Tuvina’s wetland mud attracts many birds, some one hundred species, to be precise. The vast majority are wading birds − they wade through the mud with their long legs and feast on worms and other small animals with the help of their long beaks. In fact, this salt marsh is teeming with life. To observe it, all you have to do is stop for a few minutes.
To get to the source of Karišnica from its mouth, set aside an hour or two. The river’s entire watercourse is easily accessible to everyone − it’s as little as 2400 metres long and slopes only very gently because the source is as little as some twenty metres above sea level. You can take a beautiful path along Karišnica’s watercourse, from source to mouth.
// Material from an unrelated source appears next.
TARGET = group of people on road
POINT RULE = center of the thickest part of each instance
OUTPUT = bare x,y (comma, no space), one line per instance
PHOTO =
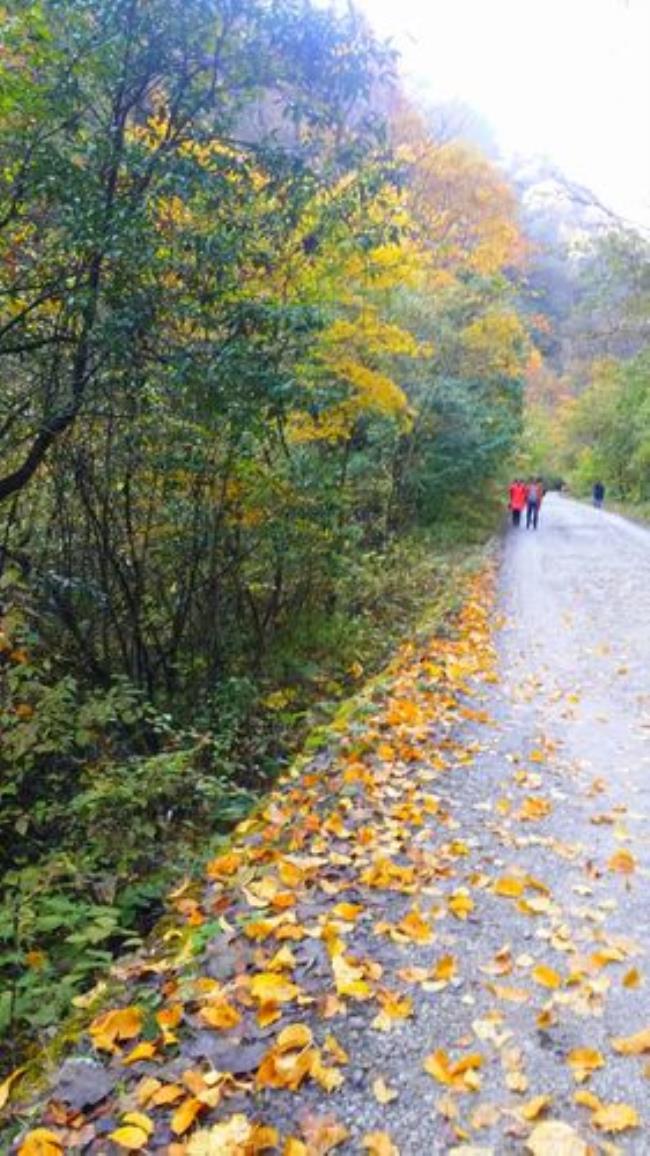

While a fragrant pine forest surrounds its upper course, its lower course is dominated by olive groves and meadows. Karišnica’s lower course is wide and influenced by the tides, its brackish water and boasts islets of aquatic plants. By contrast, the riverbed narrows as you move away from the sea, and its waters start to flow. It even creates small rapids and tiny waterfalls. In places, Karišnica chiselled small vales boasting proper canyon cliffs where Eurasian eagle owls nest.
Besides savouring the burbling of water down small waterfalls, absorbing beautiful landscapes and spotting birds, you’ll also see old mills along the river; that is, sadly, what today remains of them. Four smaller mills were once built along Karišnica that served all the region’s people.
This is where they’d grind their grain − in a time without electricity or petrol. The demand was so great that people used to have to wait up to a year for their turn to have their grain ground. Alas, bare walls and the millstones’ ruins are the only remains of the mills today, reminding us of a bygone age.
A stunning stone bridge and the roar of large waterfalls announce the crescendo of Karišnica. The fifth, largest, and most beautiful mill was built at the source, where the largest waterfall is. Indeed, the ambience is reminiscent of the Krka waterfalls and its mills.
The legacy of Maria Theresa of Austria from the 18th century, today they’re out of use, roofless, and gaping open at the sky. The spring of Karišnica is right behind the waterfalls and inside a 120-metre-long cave of the same name.
What may surprise you in the summer are the dry rocks of Karišnica’s riverbed without a single drop of water. The source dries up, which is not an uncommon occurrence in arid karst landscapes, and is the consequence of very low levels of rainfall in the summer season. However, it’s a chance for you to explore the cave that Karišnica wells from.